Der Schmuggel von iranischem Benzin wiederum ist seit Jahren ein großes Problem für Teheran. Nach Angaben iranischer Medien verlassen jeden Tag acht Millionen Liter auf dunklen Kanälen das Land. Die Transportrouten führen in die Türkei sowie nach Afghanistan und Pakistan, wo das Benzin erheblich teurer verkauft werden kann.

Im Persischen Golf laden iranische Küstenboote den Sprit auf kleinere, hochseetüchtige Tanker um, ein lukratives Geschäft, an dem die Revolutionären Garden kräftig mitverdienen.

Das jetzt beschlagnahmte Schiff hat eine Kapazität von etwa 5000 Barrel, die „Riah“ von 12.500 Barrel. Dagegen ist die britische „Stena Impero“ mit einer Kapazität von 220.000 Barrel ein Tankschiff mittlerer Größe. Die iranische „Grace 1“ ist mit zwei Millionen Barrel ein Supertanker.

Tankerduell ist nützlich für die Revolutionären Garden

Zumindest bei der „Riah“ gibt es Indizien, dass die Vorwürfe Teherans zutreffen könnten. Innerhalb des letzten Jahres schaltete das Schiff mehr als zwei Dutzend Mal seinen Transponder ab und hielt absolute Funkstille, während es vor der Küste von Dubai sowie im Golf von Oman offenbar Ladung von anderen Schiffen übernahm.

Auch hat sich bisher kein Eigner gemeldet, der die Rückgabe des Tankers fordert. Zu der Staatsangehörigkeit seiner Besatzung gibt es auch keine Angaben.

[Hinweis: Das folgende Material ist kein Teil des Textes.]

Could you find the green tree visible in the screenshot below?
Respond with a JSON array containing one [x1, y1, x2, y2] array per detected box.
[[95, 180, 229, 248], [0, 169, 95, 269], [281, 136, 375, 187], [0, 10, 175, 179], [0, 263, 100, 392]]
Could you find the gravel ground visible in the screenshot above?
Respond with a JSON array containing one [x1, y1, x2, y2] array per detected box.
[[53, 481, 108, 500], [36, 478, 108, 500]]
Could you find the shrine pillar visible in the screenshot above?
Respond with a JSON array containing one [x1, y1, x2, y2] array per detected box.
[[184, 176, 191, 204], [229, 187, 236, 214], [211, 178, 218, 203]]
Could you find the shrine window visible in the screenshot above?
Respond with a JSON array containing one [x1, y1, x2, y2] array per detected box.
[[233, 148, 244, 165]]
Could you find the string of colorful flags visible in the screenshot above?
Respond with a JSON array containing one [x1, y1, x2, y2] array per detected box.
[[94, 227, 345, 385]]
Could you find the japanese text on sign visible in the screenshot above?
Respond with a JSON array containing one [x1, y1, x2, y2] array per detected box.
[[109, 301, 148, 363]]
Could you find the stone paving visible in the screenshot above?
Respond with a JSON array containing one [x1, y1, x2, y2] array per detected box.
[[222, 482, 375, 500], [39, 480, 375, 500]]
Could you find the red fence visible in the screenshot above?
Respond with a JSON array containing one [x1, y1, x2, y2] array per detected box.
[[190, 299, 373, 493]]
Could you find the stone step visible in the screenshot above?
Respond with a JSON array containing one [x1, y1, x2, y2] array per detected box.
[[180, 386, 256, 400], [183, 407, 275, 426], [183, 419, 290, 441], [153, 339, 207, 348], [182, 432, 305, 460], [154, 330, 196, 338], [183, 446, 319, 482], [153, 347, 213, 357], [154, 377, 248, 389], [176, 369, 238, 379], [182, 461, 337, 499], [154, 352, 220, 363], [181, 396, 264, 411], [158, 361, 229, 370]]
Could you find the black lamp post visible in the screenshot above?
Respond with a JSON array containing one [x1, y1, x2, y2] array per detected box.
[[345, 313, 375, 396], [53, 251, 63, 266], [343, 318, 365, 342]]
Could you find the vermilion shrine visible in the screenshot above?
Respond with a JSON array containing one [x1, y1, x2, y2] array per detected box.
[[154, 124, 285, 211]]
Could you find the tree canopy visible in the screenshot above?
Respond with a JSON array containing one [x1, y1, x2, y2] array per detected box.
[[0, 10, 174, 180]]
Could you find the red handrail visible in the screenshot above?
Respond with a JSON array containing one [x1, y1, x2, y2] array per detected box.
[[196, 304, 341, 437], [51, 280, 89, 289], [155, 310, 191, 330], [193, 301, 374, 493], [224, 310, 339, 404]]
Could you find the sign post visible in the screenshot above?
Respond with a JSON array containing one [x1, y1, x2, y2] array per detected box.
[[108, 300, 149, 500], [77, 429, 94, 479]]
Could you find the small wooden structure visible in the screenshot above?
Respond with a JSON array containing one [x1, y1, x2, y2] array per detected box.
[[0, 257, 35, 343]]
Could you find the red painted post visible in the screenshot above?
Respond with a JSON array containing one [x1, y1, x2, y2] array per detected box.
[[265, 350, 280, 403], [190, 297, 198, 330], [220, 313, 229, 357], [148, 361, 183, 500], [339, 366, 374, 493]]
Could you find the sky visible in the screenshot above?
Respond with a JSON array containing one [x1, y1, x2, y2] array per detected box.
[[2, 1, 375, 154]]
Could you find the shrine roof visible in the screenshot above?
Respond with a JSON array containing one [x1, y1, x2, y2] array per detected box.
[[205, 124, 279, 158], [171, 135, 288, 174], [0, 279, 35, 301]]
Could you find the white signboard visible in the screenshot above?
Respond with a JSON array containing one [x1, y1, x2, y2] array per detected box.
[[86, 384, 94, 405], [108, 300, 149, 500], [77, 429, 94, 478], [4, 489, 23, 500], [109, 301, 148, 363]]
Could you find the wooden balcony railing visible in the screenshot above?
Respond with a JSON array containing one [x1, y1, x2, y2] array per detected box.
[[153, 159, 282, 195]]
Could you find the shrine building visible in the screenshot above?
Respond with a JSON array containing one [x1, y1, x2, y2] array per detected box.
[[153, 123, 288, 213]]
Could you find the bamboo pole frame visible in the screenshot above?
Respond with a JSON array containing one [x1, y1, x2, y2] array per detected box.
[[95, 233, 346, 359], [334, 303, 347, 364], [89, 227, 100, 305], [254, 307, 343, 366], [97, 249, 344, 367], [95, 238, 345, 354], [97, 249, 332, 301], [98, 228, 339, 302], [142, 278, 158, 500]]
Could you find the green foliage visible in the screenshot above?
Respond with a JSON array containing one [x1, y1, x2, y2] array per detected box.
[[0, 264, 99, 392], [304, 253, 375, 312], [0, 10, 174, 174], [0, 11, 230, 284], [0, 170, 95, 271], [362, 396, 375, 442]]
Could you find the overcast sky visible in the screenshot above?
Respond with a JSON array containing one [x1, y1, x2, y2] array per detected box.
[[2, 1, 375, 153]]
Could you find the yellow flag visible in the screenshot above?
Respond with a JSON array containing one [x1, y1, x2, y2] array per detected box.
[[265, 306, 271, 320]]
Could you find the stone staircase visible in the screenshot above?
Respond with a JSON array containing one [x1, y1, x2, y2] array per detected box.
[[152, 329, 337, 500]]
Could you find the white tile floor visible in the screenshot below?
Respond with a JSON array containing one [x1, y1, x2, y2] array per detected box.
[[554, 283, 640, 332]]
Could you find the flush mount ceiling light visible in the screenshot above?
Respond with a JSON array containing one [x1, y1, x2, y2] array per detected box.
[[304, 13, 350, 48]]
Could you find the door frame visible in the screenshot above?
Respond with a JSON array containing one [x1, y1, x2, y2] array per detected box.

Experten des US-Informationsdienstes Stratfor, der Analysen zu Geopolitik, Sicherheitsfragen und Konflikten erstellt, schließen nicht aus, dass die Revolutionären Garden das große Tankerduell mit den Briten nutzen, um nebenbei vor ihrer Haustüre operierende, konkurrierende Schmuggelschiffe auszuschalten. Dafür spricht, dass die Revolutionswächter bereits im April einen Schwarzmarkttanker mit einer Kapazität von 70.000 Barrel in der Straße von Hormus in ihre Gewalt brachten, damals ohne Reaktion von westlicher Seite.